Там, где ты покинула навсегда меня.
А любовь всё кружится в платьице из роз,
осушая лужицу памятиных слёз,
приставляя лесенку к чердаку зимой,
напевая песенку о себе самой.


Притча

Вот тебе, милая, притча почти библейская.
Город был – Кана, кажется, Галилейская.
Свадьба. И не хватило вина, как солдатам – пороху.
Но, шесть сосудов водою наполнив доверху,
слугам сказал Иисус: «Понесите, хватит им!» –
и появилось вино на нарядной скатерти.
И, пригубив напиток, в стекле играющий,
поворотясь к жениху, закричал незнающий:
«Что ты, жених? Или гости твои непрошены?
Что ж ты – сперва плохое, потом хорошее?».

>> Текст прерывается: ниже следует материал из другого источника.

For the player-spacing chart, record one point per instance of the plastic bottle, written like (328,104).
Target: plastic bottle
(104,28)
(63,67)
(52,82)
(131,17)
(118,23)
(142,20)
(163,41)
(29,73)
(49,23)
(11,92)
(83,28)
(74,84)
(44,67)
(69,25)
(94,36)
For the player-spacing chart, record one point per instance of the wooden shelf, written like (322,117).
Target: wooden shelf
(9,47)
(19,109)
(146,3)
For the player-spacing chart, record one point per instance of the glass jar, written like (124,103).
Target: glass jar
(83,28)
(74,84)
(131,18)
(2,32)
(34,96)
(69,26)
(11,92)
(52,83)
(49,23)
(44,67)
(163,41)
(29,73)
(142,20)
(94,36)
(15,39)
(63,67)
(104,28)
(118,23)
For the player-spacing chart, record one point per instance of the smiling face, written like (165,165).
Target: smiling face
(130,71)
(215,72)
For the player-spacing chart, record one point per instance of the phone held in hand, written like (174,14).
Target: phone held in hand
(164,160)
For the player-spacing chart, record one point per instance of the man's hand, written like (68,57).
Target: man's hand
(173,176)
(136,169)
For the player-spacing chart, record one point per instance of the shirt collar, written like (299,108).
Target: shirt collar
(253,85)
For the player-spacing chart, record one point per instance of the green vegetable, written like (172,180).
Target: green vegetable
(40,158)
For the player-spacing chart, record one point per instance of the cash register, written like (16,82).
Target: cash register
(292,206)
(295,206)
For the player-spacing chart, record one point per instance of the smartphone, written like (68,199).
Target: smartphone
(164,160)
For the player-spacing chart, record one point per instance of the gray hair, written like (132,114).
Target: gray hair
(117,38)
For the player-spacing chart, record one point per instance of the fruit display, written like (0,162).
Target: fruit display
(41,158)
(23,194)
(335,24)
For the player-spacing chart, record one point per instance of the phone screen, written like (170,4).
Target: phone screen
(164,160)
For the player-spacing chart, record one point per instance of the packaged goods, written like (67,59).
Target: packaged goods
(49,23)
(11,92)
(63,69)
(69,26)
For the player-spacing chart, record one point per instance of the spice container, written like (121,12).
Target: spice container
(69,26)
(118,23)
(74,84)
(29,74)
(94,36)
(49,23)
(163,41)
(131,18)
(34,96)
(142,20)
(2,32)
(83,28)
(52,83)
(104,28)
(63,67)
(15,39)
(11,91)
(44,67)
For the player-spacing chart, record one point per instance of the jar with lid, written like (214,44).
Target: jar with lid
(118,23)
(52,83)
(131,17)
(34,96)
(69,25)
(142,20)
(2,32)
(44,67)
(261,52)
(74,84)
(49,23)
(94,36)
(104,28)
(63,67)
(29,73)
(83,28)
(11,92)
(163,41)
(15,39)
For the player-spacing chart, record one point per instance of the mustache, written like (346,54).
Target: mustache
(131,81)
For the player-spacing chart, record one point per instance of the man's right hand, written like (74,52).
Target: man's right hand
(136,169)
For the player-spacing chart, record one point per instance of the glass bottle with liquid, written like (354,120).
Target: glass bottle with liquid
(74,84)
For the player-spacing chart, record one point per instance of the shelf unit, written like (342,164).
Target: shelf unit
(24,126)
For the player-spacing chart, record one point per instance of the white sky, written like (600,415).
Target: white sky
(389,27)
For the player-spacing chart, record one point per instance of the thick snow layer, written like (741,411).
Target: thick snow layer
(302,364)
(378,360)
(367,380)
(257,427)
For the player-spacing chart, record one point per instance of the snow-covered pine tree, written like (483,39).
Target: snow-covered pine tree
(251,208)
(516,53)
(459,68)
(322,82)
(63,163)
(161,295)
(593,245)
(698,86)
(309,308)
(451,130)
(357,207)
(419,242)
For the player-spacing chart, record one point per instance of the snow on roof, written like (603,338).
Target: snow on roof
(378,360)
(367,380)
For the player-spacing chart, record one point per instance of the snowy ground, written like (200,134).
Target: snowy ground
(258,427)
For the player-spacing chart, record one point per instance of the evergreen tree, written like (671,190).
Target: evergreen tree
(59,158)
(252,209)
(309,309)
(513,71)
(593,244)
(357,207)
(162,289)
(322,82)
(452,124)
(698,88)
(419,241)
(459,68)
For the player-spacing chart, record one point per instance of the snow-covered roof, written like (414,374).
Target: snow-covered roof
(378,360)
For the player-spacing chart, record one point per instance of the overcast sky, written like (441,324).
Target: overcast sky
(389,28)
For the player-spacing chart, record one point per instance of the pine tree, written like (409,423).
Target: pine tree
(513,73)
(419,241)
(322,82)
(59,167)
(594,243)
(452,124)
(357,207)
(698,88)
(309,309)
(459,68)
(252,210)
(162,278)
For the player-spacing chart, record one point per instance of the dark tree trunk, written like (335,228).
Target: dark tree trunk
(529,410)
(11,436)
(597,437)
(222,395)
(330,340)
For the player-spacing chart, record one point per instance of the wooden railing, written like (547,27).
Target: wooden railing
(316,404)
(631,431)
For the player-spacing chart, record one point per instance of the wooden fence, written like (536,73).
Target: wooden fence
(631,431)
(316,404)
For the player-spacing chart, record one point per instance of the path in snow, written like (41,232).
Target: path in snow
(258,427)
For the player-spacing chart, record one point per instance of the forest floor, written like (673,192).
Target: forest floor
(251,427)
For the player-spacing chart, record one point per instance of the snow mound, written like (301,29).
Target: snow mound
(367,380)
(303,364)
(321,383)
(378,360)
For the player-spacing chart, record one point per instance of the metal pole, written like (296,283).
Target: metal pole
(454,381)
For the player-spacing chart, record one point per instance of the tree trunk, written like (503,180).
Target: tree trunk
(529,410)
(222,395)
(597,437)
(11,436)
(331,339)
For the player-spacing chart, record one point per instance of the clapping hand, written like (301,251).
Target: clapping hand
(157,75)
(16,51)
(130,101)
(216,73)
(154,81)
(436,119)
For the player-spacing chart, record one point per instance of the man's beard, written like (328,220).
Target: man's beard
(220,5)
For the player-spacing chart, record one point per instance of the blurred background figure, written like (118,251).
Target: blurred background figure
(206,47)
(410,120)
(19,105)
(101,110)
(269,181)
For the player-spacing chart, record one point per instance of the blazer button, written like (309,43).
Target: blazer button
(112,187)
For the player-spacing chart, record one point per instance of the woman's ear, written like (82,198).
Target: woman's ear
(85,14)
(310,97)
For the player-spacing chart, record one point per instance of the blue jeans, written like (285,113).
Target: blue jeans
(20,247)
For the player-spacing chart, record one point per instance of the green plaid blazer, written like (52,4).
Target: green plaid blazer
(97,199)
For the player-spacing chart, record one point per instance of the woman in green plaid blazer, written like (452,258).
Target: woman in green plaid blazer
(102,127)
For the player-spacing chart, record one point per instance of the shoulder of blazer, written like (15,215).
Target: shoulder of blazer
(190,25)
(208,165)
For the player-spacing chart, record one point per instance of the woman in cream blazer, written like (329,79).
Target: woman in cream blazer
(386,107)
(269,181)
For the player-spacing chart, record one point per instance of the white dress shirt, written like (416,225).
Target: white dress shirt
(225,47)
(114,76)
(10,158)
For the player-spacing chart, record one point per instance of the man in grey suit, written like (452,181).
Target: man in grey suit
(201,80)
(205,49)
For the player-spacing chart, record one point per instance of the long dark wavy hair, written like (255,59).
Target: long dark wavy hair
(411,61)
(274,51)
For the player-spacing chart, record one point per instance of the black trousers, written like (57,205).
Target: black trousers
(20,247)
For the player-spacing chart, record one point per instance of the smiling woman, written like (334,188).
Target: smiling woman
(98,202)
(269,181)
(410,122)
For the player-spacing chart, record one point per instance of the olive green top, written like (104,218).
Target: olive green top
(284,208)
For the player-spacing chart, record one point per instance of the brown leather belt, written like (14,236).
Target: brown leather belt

После же, на кресте, у порога смертного
глас Его умолкал, и заря померкнула.
И, надрывая душу, взахлёб, мучительно
ученики оплакивали Учителя:
«Господи, как вино Твоё было сладостно!
С миром сравнить его, с мёдом, с левкоем, с ладаном!
Как оно было легко – с облаков, из рая ли, –
как оно ранило души сынов Израиля!
Что с нами будет дальше? Почто мы брошены?
Что ж Ты теперь – плохое после хорошего?..».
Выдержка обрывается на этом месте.